The carnage in Gaza at least gives the world clear sight of the protagonists. The wonder of it is that all are American allies, three have US bases on their soil and a fourth is a member of Nato. America's problems in the Middle East are more to do with their sworn allies than their sworn enemies.
On one side, stands Israel, Saudi Arabia, Egypt, United Arab Emirates and Jordan. They consider themselves the voice of reason and moderation, but their methods are violent -- the military coup in Egypt and the attack on Gaza have all happened in the space of 12 months. On the other, stands Turkey, Qatar, the Muslim Brotherhood and its affliate Hamas.
We should, however, talk of governments rather people, because one reason why the government of Saudi Arabia has such an extreme position on Hamas and the Brotherhood in general, is that it knows full well that its own people don't share their view.
Saudi Arabia's leading pollster Rakeen found that 95 percent out of a representative sample of 2,000 Saudis supported the continuation of the Palestinian resistance factions. Only three per cent did not. Eighty-two percent supported the firing of rockets into Israel and 14 percent opposed it. The kingdom's hatred of Islamism stems not from the fact that it presents a rival interpretation of Islam. It is that it presents to a believer, a democratic alternative. That is what really scares the monarchy.

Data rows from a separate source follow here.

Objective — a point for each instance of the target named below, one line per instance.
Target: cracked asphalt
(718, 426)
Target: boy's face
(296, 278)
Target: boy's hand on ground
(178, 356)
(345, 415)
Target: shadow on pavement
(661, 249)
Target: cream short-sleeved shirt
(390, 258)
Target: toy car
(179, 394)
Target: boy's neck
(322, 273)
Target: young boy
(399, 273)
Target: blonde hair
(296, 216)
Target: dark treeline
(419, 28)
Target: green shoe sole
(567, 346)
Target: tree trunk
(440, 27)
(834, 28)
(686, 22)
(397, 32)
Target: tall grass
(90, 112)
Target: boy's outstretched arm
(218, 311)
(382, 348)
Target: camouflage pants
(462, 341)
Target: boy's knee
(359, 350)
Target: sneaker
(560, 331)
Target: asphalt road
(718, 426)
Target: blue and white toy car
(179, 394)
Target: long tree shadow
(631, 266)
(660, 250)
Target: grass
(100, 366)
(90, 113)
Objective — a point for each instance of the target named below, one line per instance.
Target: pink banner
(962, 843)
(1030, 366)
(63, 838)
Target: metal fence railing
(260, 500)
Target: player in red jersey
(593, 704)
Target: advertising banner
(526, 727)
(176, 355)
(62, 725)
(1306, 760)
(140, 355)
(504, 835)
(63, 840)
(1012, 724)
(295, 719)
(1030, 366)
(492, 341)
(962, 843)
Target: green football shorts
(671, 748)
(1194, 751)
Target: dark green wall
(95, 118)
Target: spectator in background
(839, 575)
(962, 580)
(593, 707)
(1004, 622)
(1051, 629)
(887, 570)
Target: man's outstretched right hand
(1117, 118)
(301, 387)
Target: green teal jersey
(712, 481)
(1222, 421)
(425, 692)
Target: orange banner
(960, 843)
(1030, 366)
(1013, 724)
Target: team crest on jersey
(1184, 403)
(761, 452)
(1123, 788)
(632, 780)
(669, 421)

The proof of all those secret Saudi-Israeli meetings is to be seen in the behavior of Egypt. It is impossible to believe that its new president Abdel Fattah al Sisi could act towards Hamas in Gaza independently of his paymasters in Riyadh. He who pays the piper -- $5 billion after the coup, $20 billion now -- calls the tune.
Sisi sees Hamas entirely through the prism of the Muslim Brotherhood he deposed last year. Hamas is villified in the lickspittle Egyptian press as the enemy of Egypt. A trickle of aid has been allowed through the border crossing at Rafah, and it is sporadically opened to a few thousand wounded Palestinians. The Israeli Army is not alone in blowing up Hamas' tunnels. The Egyptian army announced recently they had blown up 13 more, a deed which earned them the title of being "a sincere neighbor" of Israel. Sisi is content to let Hamas and Gaza take a hammering, and make no efforts to get a ceasefire. The last initiative was not even negotiated with Hamas.
Mubarak made a similar miscalculation during the 2006 incursion into Lebanon, supporting an operation which he believed would cripple Hezbollah. In the end he was forced to send his son Gamal to Beirut to express Egypt's support for the Lebanese people. Both the kingdom and Sisi know that dropping the Palestinian card is a risky business.
Saudi Arabia is treading a fine line. According to my sources, Netanyahu's rejection of Kerry's peace initiative over the weekend was due in part to the full support of its Arab allies. Saudi Arabia's active support is keeping this brutal war going.